Lakukan Pengejaran hingga Wilayah Kabupaten Malaka, Tim URC Polres Belu Berhasil Bekuk DPO Kasus Persetubuhan Terhadap Anak
Kepolisian Resor Belu Polda NTT melalui tim Unit Reaksi Cepat (URC) Sat Reskrim berhasil menangkap seorang tersangka kasus dugaan pemerkosaan atau persetubuhan terhadap anak yang telah masuk Daftar Pencarian Orang (DPO).
Penangkapan tersangka berinisial AN (22) dilakukan pada jumat, 31 juli 2026 sekitar pukul 16.30 WITA di ruas jalan menuju Atambua tepatnya di wilayah Desa Tasain, kecamatan Raimanuk, kabupaten Belu.
Kapolres Belu, AKBP I Gede Eka Putra Astawa, S.H.,S.I.K, melalui Kasat Reskrim, AKP Rachmat Hidayat, S.Tr.K., S.I.K mengungkapkan, tersangka masuk daftar pencarian orang (DPO) sejak 22 juli 2026 terkait dugaan tindak pidana perkosaan atau persetubuhan terhadap anak yang terjadi pada 1 april 2026 di hutan Gamal, desa Tasain,kecamatan Raimanuk, kabupaten Belu.
"Kasus ini bermula dari laporan korban pada tanggal 2 april 2026 dengan laporan polisi nomor: LP/B/85/IV/2026/SPKT/POLRES BELU/POLDA NTT. Setelah menerima laporan, kita secara intensif melakukan pencarian dan pengembangan informasi hingga keberadaannya berhasil kami lacak dan akhirnya yang bersangkutan berhasil ditangkap"ungkap Kasat Reskrim.
Kasat Reskrim menuturkan, tersangka berhasil diamankan setelah Tim URC Polres Belu mendapatkan informasi tentang keberadaan tersangka yang bersembunyi di wilayah kabupaten Malaka.
Usai mengantongi informasi, Tim URC Polres Belu dipimpin Kanit Pidum Sat Reskrim Polres Belu, IPDA Muhammad S. N. Ginting, S.Tr.I.K, bersama-sama bergerak menuju lokasi yang menjadi tempat persembunyian tersangka di Dusun Kapitan Meo, Desa Tesa , Kecamatan Laenmanen, Kabupaten Malaka,
"Jadi sekitar pukul 10,00 WITA pagi tadi,Tim URC dikumpulkan di Mako Polres oleh Kanit Pidum usai mendapatkan informasi tentang keberadaan tersangka. Setelah memberikan briefing kepada anggota, Kanit Pidum bersama Tim URC bergerak dari Polres Belu menuju wilayah kabupaten Malaka"ungkap Kasat Reskrim.
Tiba di lokasi yang diduga menjadi tempat persembunyian, Kanit Pidum bersama Tim URC melakukan pemetaan dan pengamatan di sekitar rumah warga di dusun Kapitan Meo.
"Setelah 1 jam melakukan pengintaian,tepatnya sekitar Pukul 15.30 wita, Tersangka keluar dari salah satu rumah warga dan kemudian bersama dengan kerabatnya bergerak menuju arah Atambua menggunakan 1 unit sepeda motor"terang Kasat Reskrim.
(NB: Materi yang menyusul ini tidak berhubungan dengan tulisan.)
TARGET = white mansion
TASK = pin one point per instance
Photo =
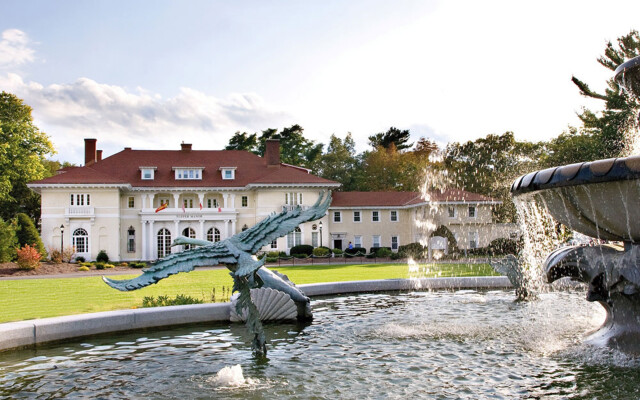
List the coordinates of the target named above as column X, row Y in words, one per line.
column 135, row 202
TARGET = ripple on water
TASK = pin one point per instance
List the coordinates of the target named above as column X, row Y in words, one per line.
column 467, row 344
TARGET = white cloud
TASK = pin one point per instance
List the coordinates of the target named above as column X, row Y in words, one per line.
column 14, row 48
column 121, row 118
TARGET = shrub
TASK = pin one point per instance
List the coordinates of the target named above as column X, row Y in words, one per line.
column 55, row 256
column 28, row 257
column 356, row 250
column 8, row 242
column 102, row 257
column 26, row 233
column 375, row 250
column 413, row 250
column 383, row 252
column 321, row 251
column 161, row 301
column 302, row 249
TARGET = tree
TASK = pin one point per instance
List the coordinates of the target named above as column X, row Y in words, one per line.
column 393, row 136
column 339, row 163
column 387, row 169
column 22, row 145
column 8, row 242
column 611, row 131
column 425, row 147
column 243, row 141
column 23, row 148
column 489, row 165
column 295, row 149
column 26, row 233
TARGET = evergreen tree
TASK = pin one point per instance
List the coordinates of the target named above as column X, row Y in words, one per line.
column 393, row 136
column 609, row 133
column 26, row 233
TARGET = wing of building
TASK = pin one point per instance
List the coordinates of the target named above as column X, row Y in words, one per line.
column 135, row 202
column 393, row 219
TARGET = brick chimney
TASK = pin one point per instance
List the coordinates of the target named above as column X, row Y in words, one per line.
column 272, row 152
column 90, row 153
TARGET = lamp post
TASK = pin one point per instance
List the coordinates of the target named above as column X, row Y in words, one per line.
column 61, row 238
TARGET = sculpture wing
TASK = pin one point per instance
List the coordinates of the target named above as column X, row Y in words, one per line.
column 278, row 225
column 216, row 253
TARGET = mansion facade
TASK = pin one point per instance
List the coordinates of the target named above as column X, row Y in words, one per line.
column 135, row 202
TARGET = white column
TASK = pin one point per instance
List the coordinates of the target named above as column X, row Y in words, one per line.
column 144, row 240
column 201, row 199
column 177, row 233
column 153, row 248
column 176, row 198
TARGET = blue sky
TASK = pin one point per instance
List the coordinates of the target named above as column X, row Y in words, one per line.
column 150, row 74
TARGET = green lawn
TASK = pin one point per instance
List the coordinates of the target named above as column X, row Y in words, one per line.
column 41, row 298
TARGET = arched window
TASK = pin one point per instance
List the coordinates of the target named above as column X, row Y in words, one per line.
column 191, row 234
column 213, row 235
column 164, row 242
column 131, row 240
column 294, row 238
column 80, row 240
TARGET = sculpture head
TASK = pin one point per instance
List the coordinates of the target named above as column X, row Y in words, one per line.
column 180, row 241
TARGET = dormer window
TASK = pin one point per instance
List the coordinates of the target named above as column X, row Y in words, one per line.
column 188, row 173
column 228, row 173
column 147, row 173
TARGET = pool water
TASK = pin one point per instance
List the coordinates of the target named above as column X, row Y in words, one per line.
column 440, row 345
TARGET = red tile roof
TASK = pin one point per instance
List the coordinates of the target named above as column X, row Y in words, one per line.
column 402, row 199
column 124, row 168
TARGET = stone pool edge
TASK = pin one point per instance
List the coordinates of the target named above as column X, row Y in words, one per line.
column 33, row 332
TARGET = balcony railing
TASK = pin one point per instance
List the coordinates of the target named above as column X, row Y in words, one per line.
column 289, row 207
column 80, row 211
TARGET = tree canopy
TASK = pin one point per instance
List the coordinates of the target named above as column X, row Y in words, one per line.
column 23, row 148
column 394, row 136
column 609, row 133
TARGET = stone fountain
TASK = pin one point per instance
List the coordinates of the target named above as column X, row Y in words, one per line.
column 600, row 199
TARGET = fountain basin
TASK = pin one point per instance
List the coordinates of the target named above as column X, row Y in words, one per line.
column 29, row 333
column 465, row 344
column 600, row 199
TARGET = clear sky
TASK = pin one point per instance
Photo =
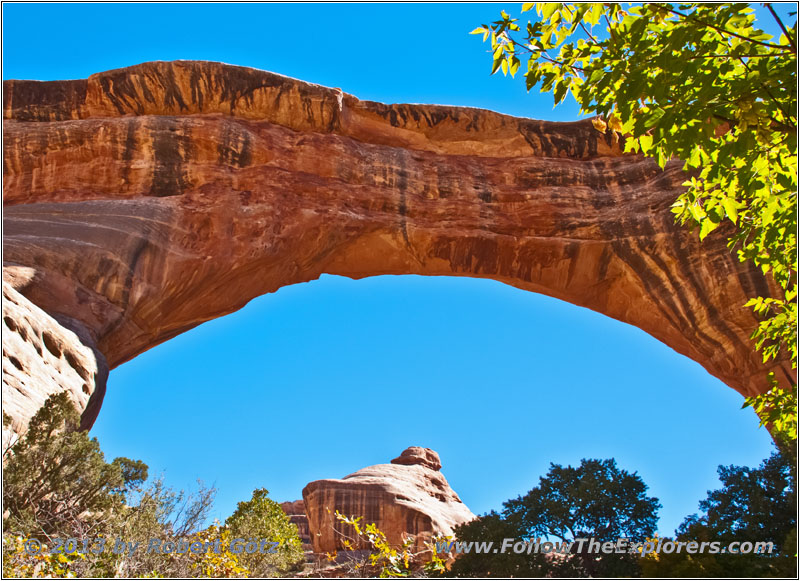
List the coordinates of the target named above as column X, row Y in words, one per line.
column 320, row 379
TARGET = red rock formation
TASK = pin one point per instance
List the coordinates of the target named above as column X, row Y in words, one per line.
column 296, row 511
column 42, row 356
column 407, row 499
column 144, row 201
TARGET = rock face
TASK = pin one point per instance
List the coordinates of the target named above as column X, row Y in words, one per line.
column 296, row 511
column 409, row 498
column 144, row 201
column 42, row 356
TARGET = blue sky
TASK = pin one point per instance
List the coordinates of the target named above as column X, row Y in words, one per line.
column 320, row 379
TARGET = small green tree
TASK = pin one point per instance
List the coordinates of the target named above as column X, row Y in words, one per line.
column 494, row 528
column 753, row 505
column 56, row 482
column 596, row 500
column 703, row 84
column 261, row 518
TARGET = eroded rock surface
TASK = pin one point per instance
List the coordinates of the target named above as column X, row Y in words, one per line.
column 147, row 200
column 296, row 511
column 408, row 500
column 42, row 356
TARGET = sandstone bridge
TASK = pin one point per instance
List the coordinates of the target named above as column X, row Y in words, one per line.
column 142, row 202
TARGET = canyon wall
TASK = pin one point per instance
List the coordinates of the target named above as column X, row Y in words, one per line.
column 142, row 202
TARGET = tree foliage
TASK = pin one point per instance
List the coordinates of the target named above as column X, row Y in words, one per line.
column 57, row 485
column 56, row 481
column 596, row 500
column 262, row 518
column 494, row 527
column 703, row 84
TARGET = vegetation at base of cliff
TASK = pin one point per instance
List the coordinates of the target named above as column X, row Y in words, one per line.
column 382, row 559
column 702, row 84
column 57, row 485
column 594, row 500
column 263, row 518
column 597, row 500
column 754, row 505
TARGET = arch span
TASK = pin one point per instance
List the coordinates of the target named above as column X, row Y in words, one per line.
column 144, row 201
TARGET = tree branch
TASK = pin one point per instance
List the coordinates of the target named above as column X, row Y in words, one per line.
column 780, row 23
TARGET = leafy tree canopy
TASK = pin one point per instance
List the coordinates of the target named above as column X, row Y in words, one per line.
column 56, row 481
column 596, row 500
column 262, row 518
column 703, row 84
column 754, row 504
Saat itu juga, Kanit Pidum bersama Tim URC membuntuti tersangka dari belakang hingga akhirnya tersangka dihadang dan diamankan bersama kerabatnya di ruas jalan menuju Atambua tepatnya di wilayah Desa Tasain, kecamatan Raimanuk, kabupaten Belu.
Usai diamankan tanpa perlawanan, Tersangka kemudian di giring Tim URC Sat Reskrim menuju Mako Polres Belu untuk menjalani proses hukum selanjutnya.
Kasat Reskrim mengatakan, penangkapan tersebut merupakan bagian dari komitmen Polres Belu dalam menuntaskan kasus persetubuhan terhadap anak, yang menjadi atensi khusus pimpinan sejak awal.
"Pelaku saat diamankan dalam keadaan sehat dan baik. Saat ini tersangka sudah kita serahkan ke unit Pelayanan Perempuan dan Anak (PPA) Sat Reskrim untuk menjalani proses hukum selanjutnya"tutur Kasat Reskim.
"Dengan keberhasilan ini, Kami Polres Belu terus menegaskan komitmen dalam menjaga keamanan serta memberikan rasa aman bagi seluruh warga kabupaten Belu"piungkas Kasat Reskrim.